Submitted to: Annual Beet Sugar Development Foundation Research Report
Publication Type: Other
Publication Acceptance Date: December 29, 2001
Publication Date: N/A
Interpretive Summary: Disease and pest problems, as well as, leveling off of increases in sugar content over the last two decades are largely responsible for lack of increased sugar production from sugarbeet. Sugarbeet and many other crops lack resistant germplasm against various bacterial, fungal and insect pests, necessitating the use of chemical pesticides. Genes from other living organisms have been identified and shown to enhance disease and pes tolerance when incorporated into other plants using biotechnological approaches. We have taken a number of these genes and modified them for incorporation into sugarbeet to target fungal and bacterial pathogens such as Cercospora beticola, Rhizoctonia solani and Erwinia caratovora. We are also using genes that are effective against the sugarbeet root maggot and virus-transmitting aphids. For this purpose, we have developed and are optimizing two sugarbeet transformation methods. This research will be used by scientists to devise environmentally friendly approaches for the control of sugarbeet pests and disease-causing microbes leading to increased yields and sucrose productivity.

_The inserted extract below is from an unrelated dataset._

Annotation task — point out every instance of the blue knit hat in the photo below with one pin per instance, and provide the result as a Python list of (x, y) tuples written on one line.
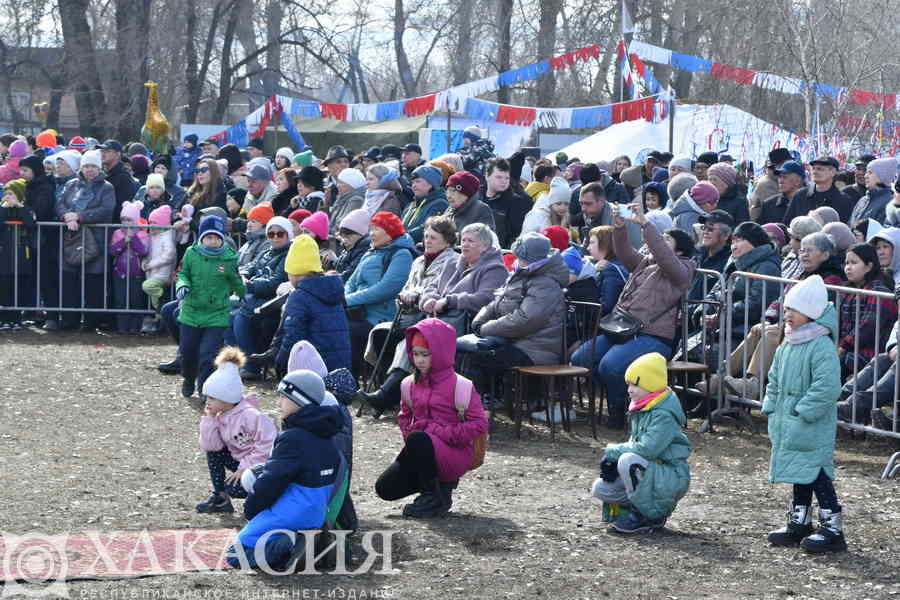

Technical Abstract: One of the most devastating pests of sugarbeet in the U.S. is the root maggot (Tetanops myopaeformis Roder). Losses can be as high as 23% in infested fields and are speculated to increase in the next few years due to the anticipated removal of all chemical pesticides effective against the maggot from EPA approved registrations. Currently no biological control measures are available. Introduction of multiple resistance genes into transgenic plants will most likely prove to be the most effective and perhaps sustained means of controlling diseases and insect infestations. One approach to insect control is to express proteinase inhibitor genes in transgenic plants to specifically target the insect's digestive proteases leading to inhibition of catalysis of dietary proteins essential for normal insect growth and development. To target the sugarbeet root maggot, we are in the process of determining the nature of the maggot's digestive proteases. Extracts of midguts excised from feeding second instar larvae were analyzed for specific protease classes using an inhibition assay. Most of the gut protease activity was inhibited by proteinase inhibitors specific for two classes of proteases. Further research is in progress to identify specific proteinase inhibitor genes for introduction into sugarbeet.